# Subway Station Analysis
compare by neighborhood, population and number of riders etc to identify communities that choke a certain station. Include different times as well.

In [67]:
# Import libraries that will help us with data analysis and visualization
import pandas as pd
import numpy as np
import seaborn as sns
import matplotlib.pyplot as plt
%matplotlib inline

## Exploratory Data Analysis
Let's begin by importing the data as a pandas DataFrame. 
We can then start getting a feel for the data before cleaning and feature
engineering.

In [68]:
# Read in the data, which is in a CSV (comma-separated values) format
data = pd.read_csv('turnstile_180127.txt')

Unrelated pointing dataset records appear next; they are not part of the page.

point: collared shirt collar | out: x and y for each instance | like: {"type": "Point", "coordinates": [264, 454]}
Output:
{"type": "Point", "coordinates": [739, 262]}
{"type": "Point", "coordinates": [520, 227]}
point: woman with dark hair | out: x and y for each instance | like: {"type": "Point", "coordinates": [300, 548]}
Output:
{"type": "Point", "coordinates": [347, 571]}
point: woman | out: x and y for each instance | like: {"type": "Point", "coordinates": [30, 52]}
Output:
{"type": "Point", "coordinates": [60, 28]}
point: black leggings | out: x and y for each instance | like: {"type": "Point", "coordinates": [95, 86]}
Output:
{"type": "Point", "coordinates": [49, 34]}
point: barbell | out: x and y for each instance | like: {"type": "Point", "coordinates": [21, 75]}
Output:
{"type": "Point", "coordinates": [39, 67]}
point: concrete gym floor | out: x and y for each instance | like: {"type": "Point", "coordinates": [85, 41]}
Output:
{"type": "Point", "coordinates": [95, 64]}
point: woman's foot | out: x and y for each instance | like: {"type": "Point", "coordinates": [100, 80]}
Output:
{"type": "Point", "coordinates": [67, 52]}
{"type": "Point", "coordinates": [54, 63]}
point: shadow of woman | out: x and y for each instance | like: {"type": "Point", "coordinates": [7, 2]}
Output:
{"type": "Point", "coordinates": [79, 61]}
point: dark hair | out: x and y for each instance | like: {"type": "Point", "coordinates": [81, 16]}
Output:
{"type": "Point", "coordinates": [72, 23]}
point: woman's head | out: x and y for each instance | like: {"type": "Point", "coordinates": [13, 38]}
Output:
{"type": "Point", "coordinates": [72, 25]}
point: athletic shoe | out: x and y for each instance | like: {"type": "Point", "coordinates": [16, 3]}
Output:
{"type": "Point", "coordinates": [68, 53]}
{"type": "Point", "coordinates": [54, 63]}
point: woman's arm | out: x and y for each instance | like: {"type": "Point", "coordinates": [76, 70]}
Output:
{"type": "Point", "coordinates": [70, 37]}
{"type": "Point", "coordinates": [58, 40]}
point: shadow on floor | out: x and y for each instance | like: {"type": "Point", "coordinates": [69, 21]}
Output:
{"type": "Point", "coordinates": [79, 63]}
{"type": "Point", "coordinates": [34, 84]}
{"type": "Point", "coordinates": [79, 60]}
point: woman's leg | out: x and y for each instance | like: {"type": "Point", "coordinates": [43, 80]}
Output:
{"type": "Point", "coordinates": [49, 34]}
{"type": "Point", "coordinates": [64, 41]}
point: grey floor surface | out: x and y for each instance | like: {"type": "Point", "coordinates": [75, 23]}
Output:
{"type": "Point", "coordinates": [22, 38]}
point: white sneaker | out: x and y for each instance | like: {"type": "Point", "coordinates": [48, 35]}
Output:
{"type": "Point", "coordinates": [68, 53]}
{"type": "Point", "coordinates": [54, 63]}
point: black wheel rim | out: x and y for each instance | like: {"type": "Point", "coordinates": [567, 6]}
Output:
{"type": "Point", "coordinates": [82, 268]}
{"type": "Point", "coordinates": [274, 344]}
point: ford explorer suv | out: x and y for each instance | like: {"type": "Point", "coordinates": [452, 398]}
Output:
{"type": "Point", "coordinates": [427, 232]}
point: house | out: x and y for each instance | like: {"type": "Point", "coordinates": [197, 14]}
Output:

# Let's now see if our import was successful and begin to understand the data
# by checking the first five rows of the dataframe
data.head()

Unnamed: 0,C/A,UNIT,SCP,STATION,LINENAME,DIVISION,DATE,TIME,DESC,ENTRIES,EXITS
0,A002,R051,02-00-00,59 ST,NQR456W,BMT,01/20/2018,03:00:00,REGULAR,6486774,2196363
1,A002,R051,02-00-00,59 ST,NQR456W,BMT,01/20/2018,07:00:00,REGULAR,6486786,2196374
2,A002,R051,02-00-00,59 ST,NQR456W,BMT,01/20/2018,11:00:00,REGULAR,6486844,2196436
3,A002,R051,02-00-00,59 ST,NQR456W,BMT,01/20/2018,15:00:00,REGULAR,6487005,2196490
4,A002,R051,02-00-00,59 ST,NQR456W,BMT,01/20/2018,19:00:00,REGULAR,6487314,2196567


Right off the bat, we recognize certain columns that are quite clear about what they represent. **_'Station'_**, **_'Date'_**, and **_'Time'_** in particular. Knowing that this is turnstile data also makes the **_'Entries'_** and **_'Exits'_** columns easy to understand. But their numbers seem to be counting from somewhere in the past, and from what specific point in time is not clear. Let's consult the [MTA's official description](http://web.mta.info/developers/resources/nyct/turnstile/ts_Field_Description.txt) of these features to help us understand the other columns and make sense of the data. The MTA describes the feature columns as follows:

**_C/A_**      = Control Area (A002)

**_UNIT_**     = Remote Unit for a station (R051)

**_SCP_**      = Subunit Channel Position represents an specific address for a device (02-00-00)

**_STATION_**  = Represents the station name the device is located at

**_LINENAME_** = Represents all train lines that can be boarded at this station
           Normally lines are represented by one character.  LINENAME 456NQR repersents train server for 4, 5, 6, N, Q, and R trains.
           
**_DIVISION_** = Represents the Line originally the station belonged to BMT, IRT, or IND   

**_DATE_**     = Represents the date (MM-DD-YY)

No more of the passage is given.